The Parish’s view, as we have gathered, is that they think the people living in these trailers have not been looking for another place to live. They think the trailers are a “blight” to the Jefferson Parish community; in other words, that they look bad and should not be there. Jefferson Parish has recently undergone the “white flight” phenomena, with many white folks moving from the city to the suburbs. And, most people living in these trailers are African-American. The parish’s effort to get rid of the trailers soon seems like another way to get rid of working class, African-Americans in the area. A phenomenon that we have seen is occurring throughout New Orleans since Katrina.

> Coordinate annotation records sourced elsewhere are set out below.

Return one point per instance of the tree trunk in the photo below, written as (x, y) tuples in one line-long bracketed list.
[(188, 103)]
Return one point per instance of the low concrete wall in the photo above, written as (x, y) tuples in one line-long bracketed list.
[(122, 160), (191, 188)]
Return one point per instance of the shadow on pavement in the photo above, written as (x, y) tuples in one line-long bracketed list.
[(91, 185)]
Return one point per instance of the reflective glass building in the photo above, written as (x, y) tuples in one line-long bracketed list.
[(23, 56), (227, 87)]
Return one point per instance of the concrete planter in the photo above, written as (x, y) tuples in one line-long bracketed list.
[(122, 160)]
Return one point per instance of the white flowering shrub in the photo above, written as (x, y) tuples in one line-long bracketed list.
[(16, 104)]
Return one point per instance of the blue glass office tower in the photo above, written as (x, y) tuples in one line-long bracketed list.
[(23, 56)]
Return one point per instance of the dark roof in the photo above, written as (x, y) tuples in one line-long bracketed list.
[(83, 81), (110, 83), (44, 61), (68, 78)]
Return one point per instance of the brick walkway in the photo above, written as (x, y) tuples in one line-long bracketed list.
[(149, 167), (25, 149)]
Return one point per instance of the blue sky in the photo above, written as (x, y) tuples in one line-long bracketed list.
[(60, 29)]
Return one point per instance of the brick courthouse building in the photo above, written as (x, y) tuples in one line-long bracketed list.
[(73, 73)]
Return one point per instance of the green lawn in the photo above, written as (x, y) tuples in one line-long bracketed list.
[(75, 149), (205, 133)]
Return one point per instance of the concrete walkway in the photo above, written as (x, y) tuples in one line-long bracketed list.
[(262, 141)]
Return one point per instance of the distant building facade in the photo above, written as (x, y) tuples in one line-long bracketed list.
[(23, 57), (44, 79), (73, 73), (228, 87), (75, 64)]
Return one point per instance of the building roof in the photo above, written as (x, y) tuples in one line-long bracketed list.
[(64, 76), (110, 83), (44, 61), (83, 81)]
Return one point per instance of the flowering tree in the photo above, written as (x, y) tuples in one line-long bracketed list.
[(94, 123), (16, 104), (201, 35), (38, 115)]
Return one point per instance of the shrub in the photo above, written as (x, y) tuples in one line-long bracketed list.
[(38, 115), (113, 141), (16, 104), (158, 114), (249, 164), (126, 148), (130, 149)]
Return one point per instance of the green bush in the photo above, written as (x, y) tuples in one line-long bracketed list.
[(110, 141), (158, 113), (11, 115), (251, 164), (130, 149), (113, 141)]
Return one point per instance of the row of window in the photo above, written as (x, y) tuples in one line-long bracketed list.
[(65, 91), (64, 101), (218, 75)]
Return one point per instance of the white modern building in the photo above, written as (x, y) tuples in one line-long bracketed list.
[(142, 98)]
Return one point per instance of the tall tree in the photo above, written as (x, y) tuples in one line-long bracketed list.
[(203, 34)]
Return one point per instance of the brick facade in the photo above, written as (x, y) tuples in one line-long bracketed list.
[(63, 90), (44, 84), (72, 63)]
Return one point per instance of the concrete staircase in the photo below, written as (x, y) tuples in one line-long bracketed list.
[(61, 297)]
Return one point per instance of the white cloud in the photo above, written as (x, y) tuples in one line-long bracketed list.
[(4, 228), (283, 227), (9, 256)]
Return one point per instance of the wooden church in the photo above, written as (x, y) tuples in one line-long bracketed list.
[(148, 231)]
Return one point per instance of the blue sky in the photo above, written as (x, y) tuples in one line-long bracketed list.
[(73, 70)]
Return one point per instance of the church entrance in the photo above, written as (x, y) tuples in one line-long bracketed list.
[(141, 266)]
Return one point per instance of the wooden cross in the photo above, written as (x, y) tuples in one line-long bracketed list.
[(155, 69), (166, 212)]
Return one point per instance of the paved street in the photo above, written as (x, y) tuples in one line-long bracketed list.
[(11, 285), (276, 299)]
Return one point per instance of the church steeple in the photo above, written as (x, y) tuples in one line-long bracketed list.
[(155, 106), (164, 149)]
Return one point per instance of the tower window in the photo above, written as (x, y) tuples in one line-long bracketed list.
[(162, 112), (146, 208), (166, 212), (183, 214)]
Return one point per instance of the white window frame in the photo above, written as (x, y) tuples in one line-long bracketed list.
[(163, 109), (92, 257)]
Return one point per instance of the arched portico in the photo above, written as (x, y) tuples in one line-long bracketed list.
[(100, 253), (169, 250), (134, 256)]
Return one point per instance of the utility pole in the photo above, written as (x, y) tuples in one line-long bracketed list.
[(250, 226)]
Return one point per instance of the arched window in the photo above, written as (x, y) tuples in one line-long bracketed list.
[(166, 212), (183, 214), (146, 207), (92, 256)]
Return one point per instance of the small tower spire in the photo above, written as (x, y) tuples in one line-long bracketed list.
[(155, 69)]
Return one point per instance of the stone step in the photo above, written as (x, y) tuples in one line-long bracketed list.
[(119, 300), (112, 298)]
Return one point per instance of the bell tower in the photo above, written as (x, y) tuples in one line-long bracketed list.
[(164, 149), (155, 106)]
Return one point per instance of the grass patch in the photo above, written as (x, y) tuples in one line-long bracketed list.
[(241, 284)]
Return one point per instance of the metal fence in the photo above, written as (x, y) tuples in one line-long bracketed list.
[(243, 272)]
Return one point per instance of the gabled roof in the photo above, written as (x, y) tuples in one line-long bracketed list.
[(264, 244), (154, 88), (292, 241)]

So, for the next few days, we are helping the people living in the trailers to write appeals to the Parish office to extend the deadline of their move out to at least August 31, 2007. (The clinic may also take further action.) The law students who were here last week created an appeal letter and formulated questions to ask people. Our task is to contact more people and get as much evidence as we can to show that they have been actively looking for a place to live.

After many phone calls today, we found that everyone we talked to has been looking and waiting for the last two years. Some people owned houses before Katrina and are waiting on money from the government’s “Road Home Program” or insurance companies to help them rebuild. Others have been looking for a place to rent, but rent prices have tripled since the hurricane. Many people also told us about mold, plumbing and rat problems in their trailers. These people would rather not live in the trailers, but where else can they live?

We should also mention that we are working with great attorneys, Davida Finger and Bradley, and an awesome Yale law student, Darryl - who would one day make tons of money on Jeopardy, but is doing international human rights work around the world instead.